Subject: CJK Ext-A fix
Date: Tue, 22 Jan 2013 20:41:04 +0000
From: Michel Suignard

Please add this message to agenda for this UTC.

This could affect 3 G sources for Ext-A characters. This is potentially a Unicode 6.3 issue. Clearly the G source for 3828 is erroneous.


From: Michel Suignard
Sent: Monday, December 03, 2012 11:08 AM
To: 'chen-zhuang'
Cc: csluqin
Subject: RE: Correction of 3 G sources

Dear Chen Zhuang,

This needs a WG2 document with some explanation. I spent sometime this morning deciphering what went on here.

Originally the GHZ sources were added in Extension A w/o numeric references. I verified that 10646-2003 had none (just said GHZ). They were added later using data provided by the Unihan database. The only GHZ that had no Unihan GHZ numeric value value was 3ABF which explains why it was left as is and was dubious. Removing that value is probably OK. Note that every Microsoft font supporting China have had that character for a while, so to some degree it has become self-referenced. Font vendors use the presence of an IRG source to add the corresponding glyph in their local font so there is always a small regression risk in removing existing source. So I am wondering whether we should add a new G ‘virtual’ source to keep the G reference alive.

Concerning 3828, the issue is duplicate GHZ source between that character and 21FE2. Both are RS 46.25, Kangxi 0323.161 and for now GHZ 10810.02. The glyphs are very different. Evidences seem to suggest that original Unihan GHZ data concerning 3828 was in error and should have been 10810.03 instead of 10810.02. From a WG2/10646 point of view I think that the G source change for 3828 is not controversial (Unihan has still to fix its kIRGHanyuDaZidian field).

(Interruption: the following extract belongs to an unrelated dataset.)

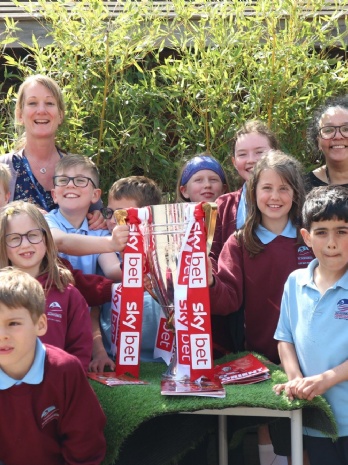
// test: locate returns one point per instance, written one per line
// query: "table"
(131, 409)
(295, 420)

Concerning 400B, the issue is duplicate GHZ source between that character and 2A279. However they have different RS (108.16 versus 197.10) and Kangxi (0798.171 versus 1507.311). But the only visual difference between the two glyphs is that the low ‘Dish’ component is either spanning the whole cell or the second half. First we have to make sure that the dis-unification reflected in the two code points (400B and 2A279) is genuine. If it is, then the GHZ source for 400B should be removed with still the pending issue whether or not we should keep a virtual G source for the same reason as for 3ABF. If the dis-unification was not correct, we have to determine which of the two is the genuine code point and deprecate the other one (using the UCI notation describing characters with no identified source reference).

Depending on the urgency this could be reflected in Amendment 2 (currently under DAM ballot) or the 4th edition (currently under CD ballot). Using the 4th edition is easier. This means that along with the WG2 document, China should consider making a comment concerning this in either ballot.

Best regards,


From: chen-zhuang
Sent: Monday, December 03, 2012 2:15 AM
To: Michel Suignard
Cc: csluqin
Subject: Correction of 3 G sources

Dear Michel,

According to IRG Resolusion M39.2, I'm requesting you to correct 3 G source references in UCS.

Resolution IRG M39.2: Editorial issue on CJK Unified Ideographs (IRGN1884, IRGN1896)
Action: China
The IRG requests China to report to WG2 about the deletion and modification of the G-source reference of characters agreed in IRGN1896.

G source of U+03828 should be changed from GHZ-10810.02 to GHZ-10810.03 according to Hanyu Da Zidian (漢語大字典)
G sources of U+0400B and U+03ABF 㪿 should be deleted because the real G sources are not found so far.

Should I prepapare a document to WG2?

Best regards,

Chen Zhuang